Święto przegranych bohaterów
Święto przegranych bohaterów
Sławomir Popowski
Ta rocznica ma zaćmić i przewyższyć wszystko, co było dotychczas: liczbą i rangą przywódców, którzy przyjadą na uroczystości do Moskwy, liczbą żołnierzy uczestniczących w "defiladzie zwycięstwa", a także wysokością pomnika Nike na moskiewskiej Pokłonnej Górze budowanego w pośpiechu przed jubileuszem. .. Ma być -- jednocześnie -- kompresem na zbolałe rosyjskie dusze, wentylem bezpieczeństwa i manifestacją wielkości -- choćby tej z przeszłości.
Duma zwycięzców
9 maja to data szczególna dla Rosjan. Gdyby szukać jakiegoś polskiego odniesienia, to można by ją porównać tylko do 1 sierpnia w Warszawie. Nieważne, kto i jakie uroczystości oficjalne będzie organizował, i tak wszyscy spotkają się koło Parku Gorkiego nad rzeką Moskwą albo na placu przed Teatrem Wielkim. Co roku scenariusz jest taki sam. Przychodzą weterani obwieszeni medalami i otoczeni wnukami. Są kwiaty, szklanki z wódką, wojenne "czastuszki" i tłumy Rosjan, którzy chcą po prostu popatrzeć na dawnych bohaterów. Świętują razem z nimi.

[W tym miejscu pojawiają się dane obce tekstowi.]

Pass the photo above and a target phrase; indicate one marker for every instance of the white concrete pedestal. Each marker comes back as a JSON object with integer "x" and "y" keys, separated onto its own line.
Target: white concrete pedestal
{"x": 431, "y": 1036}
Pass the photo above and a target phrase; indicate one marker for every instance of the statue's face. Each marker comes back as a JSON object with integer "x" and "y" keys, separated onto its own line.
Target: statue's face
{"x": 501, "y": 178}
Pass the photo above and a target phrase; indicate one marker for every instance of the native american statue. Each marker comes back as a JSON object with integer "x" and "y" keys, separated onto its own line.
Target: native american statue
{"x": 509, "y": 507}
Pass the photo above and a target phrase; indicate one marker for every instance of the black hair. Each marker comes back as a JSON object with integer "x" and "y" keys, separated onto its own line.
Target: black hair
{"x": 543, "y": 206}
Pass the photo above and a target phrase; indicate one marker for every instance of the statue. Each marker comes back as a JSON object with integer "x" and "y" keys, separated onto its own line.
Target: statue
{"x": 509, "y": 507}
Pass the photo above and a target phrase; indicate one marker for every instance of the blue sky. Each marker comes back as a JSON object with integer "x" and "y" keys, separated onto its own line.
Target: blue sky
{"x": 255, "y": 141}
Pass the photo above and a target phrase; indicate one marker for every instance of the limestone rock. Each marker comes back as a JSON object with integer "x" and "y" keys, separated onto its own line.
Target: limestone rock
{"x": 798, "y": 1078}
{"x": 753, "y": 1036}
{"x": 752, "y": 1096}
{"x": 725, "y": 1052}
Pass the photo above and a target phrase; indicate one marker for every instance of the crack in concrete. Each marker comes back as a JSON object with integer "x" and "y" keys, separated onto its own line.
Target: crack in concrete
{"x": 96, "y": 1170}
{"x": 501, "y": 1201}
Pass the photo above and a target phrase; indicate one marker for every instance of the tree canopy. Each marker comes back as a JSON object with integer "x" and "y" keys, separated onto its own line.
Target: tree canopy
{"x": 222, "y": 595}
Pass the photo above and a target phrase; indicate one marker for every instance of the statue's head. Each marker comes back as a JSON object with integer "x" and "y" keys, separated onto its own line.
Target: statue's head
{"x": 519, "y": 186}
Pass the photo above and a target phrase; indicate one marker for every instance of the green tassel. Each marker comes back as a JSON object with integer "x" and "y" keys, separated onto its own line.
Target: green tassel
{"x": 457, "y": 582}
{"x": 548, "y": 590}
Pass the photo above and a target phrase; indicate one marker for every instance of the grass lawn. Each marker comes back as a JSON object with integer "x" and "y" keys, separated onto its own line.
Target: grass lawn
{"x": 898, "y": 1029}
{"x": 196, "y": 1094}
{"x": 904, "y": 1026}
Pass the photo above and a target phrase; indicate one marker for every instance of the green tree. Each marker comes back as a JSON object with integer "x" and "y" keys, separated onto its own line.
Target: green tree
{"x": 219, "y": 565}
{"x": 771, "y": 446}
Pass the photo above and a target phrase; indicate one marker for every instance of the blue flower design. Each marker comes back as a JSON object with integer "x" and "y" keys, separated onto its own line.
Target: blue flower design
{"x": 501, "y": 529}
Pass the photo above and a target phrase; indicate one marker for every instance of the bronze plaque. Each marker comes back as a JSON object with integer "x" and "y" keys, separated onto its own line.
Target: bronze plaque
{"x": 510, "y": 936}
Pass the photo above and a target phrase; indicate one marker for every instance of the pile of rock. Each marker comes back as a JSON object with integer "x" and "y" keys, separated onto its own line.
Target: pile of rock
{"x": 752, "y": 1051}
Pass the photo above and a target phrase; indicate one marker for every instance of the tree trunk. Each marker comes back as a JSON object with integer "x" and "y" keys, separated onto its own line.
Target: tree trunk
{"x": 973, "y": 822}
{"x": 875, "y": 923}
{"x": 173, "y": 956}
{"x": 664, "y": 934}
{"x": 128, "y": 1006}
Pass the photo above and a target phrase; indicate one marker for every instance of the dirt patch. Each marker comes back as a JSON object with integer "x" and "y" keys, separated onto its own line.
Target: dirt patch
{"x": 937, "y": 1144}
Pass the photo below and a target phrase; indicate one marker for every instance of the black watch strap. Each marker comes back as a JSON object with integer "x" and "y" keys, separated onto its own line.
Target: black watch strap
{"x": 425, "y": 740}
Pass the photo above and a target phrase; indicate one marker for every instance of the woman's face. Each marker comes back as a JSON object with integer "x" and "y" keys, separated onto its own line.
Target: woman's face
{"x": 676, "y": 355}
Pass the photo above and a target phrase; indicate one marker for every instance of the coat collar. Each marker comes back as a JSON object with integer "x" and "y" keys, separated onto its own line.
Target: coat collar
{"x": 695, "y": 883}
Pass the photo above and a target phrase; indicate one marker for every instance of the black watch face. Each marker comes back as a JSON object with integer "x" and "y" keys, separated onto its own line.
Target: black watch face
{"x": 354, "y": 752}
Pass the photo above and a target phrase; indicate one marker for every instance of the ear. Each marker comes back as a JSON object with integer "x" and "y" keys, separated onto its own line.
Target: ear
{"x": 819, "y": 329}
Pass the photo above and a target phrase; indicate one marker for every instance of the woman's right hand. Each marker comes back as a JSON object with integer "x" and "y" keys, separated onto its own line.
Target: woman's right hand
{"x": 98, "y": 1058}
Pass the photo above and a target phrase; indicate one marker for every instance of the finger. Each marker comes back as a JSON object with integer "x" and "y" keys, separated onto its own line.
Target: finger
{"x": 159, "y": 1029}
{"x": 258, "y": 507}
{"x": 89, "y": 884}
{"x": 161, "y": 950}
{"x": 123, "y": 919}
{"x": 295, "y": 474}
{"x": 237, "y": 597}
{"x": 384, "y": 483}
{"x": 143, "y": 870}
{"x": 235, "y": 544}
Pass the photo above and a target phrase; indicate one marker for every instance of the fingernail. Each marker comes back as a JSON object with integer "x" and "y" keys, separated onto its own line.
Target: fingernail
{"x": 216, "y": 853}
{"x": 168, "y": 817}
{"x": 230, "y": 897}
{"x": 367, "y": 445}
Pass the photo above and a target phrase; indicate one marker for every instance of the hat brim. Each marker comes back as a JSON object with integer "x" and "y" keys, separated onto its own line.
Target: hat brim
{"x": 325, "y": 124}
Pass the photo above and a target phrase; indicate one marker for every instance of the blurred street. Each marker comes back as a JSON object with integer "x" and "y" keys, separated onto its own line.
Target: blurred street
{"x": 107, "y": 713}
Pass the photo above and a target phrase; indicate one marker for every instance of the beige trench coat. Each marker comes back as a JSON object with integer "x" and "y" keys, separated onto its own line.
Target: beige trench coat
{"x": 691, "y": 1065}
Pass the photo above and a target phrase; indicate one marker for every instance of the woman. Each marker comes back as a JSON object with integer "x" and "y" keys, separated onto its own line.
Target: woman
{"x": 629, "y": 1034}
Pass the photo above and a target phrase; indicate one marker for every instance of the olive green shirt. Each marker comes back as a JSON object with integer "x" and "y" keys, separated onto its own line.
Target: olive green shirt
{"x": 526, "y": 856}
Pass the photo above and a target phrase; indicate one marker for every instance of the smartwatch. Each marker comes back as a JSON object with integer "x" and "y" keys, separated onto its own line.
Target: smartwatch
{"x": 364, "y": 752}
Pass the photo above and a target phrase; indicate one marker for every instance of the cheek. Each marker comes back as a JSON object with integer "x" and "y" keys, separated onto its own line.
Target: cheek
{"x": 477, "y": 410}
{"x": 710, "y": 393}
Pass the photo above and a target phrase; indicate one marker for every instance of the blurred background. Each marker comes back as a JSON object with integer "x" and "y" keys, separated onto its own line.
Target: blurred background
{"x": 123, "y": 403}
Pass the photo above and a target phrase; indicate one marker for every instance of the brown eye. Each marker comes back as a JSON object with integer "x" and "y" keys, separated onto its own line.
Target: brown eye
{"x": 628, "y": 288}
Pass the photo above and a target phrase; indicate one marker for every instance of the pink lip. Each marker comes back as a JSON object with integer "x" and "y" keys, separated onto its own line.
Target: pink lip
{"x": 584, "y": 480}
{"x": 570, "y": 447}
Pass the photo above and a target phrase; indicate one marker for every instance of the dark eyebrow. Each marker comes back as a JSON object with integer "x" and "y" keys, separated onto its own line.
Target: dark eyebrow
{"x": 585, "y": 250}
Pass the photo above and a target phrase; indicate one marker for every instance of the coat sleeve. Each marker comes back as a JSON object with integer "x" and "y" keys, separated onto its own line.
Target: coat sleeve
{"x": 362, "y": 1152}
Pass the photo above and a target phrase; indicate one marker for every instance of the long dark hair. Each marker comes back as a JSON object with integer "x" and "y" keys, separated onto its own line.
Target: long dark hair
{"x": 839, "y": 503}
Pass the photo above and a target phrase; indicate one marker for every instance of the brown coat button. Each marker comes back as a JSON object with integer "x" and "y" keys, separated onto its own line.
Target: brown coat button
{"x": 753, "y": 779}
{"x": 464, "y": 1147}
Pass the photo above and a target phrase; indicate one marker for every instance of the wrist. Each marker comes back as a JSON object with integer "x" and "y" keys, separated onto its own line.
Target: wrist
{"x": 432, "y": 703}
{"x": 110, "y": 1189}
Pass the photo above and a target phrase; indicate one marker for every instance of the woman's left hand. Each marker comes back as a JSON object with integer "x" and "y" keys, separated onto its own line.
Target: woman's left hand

Przyznam, że kiedy przed laty po raz pierwszy znalazłem się 9 maja w Moskwie, trochę rozśmieszył mnie widok ulicznego dozorcy z olbrzymią liczbą medali i orderów przypiętych do marynarki, zamaszycie zamiatającego...
Archiwum Rzeczpospolitej to wygodna wyszukiwarka archiwalnych tekstów opublikowanych na łamach dziennika od 1993 roku. Unikalne źródło wiedzy o Polsce i świecie, wzbogacone o perspektywę ekonomiczną i prawną.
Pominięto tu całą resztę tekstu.